How attested_workload actually works
The crucial subtlety: the broker is the attestation authority. It verifies the SVID once,
at issuance, and the verifier trusts the broker's issuer key from the bundle.
attested_workload means "workload identity was verified via SVID before issuance" — not
that the broker's signing key is hardware-backed or non-exportable.
Fail-closed by default
High-risk routes deny on stale bundle / revocation material. Offline behavior is per-route
(freshness_class), never a blanket "fail static." Multi-replica deployments must use Redis
for replay state — the Helm chart literally refuses to render multi-replica without it.

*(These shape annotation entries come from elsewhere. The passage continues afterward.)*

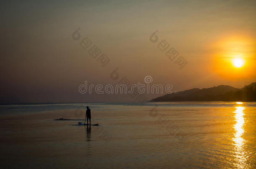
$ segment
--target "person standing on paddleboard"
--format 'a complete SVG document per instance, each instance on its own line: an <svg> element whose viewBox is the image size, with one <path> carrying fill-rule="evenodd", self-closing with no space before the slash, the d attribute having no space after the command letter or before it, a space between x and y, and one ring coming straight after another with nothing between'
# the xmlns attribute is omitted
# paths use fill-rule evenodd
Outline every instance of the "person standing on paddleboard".
<svg viewBox="0 0 256 169"><path fill-rule="evenodd" d="M85 119L87 119L87 125L88 125L88 120L90 120L90 125L91 125L91 109L89 108L89 107L86 106L86 114L85 114ZM85 120L84 121L84 124L85 124Z"/></svg>

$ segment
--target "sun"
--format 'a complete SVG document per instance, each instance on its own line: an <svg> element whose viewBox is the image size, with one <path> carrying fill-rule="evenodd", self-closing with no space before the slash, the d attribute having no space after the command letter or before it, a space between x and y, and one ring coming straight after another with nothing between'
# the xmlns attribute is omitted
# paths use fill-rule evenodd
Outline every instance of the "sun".
<svg viewBox="0 0 256 169"><path fill-rule="evenodd" d="M235 58L232 60L232 64L236 68L239 68L244 65L244 61L240 58Z"/></svg>

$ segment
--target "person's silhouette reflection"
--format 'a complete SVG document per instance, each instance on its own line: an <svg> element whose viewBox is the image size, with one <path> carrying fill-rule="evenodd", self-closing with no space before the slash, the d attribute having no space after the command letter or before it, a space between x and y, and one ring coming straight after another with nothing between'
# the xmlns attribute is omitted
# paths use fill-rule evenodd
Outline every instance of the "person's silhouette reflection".
<svg viewBox="0 0 256 169"><path fill-rule="evenodd" d="M86 138L87 139L87 141L91 141L91 126L89 125L86 126L87 133L86 133Z"/></svg>

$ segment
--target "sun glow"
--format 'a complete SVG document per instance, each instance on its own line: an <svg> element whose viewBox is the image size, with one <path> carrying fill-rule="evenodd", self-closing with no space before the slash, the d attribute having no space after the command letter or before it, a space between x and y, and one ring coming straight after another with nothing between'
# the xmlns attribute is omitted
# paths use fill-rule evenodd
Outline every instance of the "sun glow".
<svg viewBox="0 0 256 169"><path fill-rule="evenodd" d="M240 58L235 58L232 60L232 64L236 68L240 68L244 65L245 61Z"/></svg>
<svg viewBox="0 0 256 169"><path fill-rule="evenodd" d="M230 35L212 43L214 73L227 79L252 79L256 77L255 41L250 36Z"/></svg>

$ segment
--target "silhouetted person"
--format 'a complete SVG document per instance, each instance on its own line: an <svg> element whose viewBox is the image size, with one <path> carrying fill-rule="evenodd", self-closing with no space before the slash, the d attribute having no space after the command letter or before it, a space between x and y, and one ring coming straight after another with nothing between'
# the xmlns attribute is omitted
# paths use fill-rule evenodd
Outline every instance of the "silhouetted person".
<svg viewBox="0 0 256 169"><path fill-rule="evenodd" d="M91 141L91 126L86 126L87 127L87 134L86 134L86 137L87 139L87 141Z"/></svg>
<svg viewBox="0 0 256 169"><path fill-rule="evenodd" d="M88 125L88 120L90 120L90 125L91 125L91 109L89 108L89 107L86 106L86 114L85 115L85 119L87 117L87 125Z"/></svg>

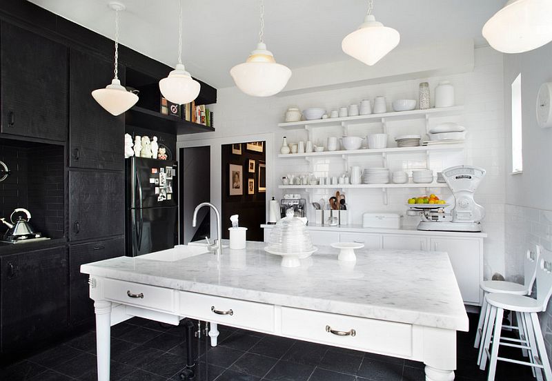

Replay safety as an ordering property
As covered in How it works: all policy checks (route, source,
freshness, provenance/context) run before the replay Consume. An attacker therefore cannot
burn a victim's one-time jti by spraying unauthorized requests — replay state is only consumed
on an otherwise-valid presentation.
Deployment hardening
- Verifiers only ever hold public keys. Private keys stay with the issuer/broker/KMS.
- Deployment examples should keep credentials, private keys, live bundle contents, and signed request logs out of git, generated artifacts, command logs, and public documentation.
- Runtime hardening defaults such as non-root images, read-only filesystems, and read-only bundle mounts are covered in Deployment overview.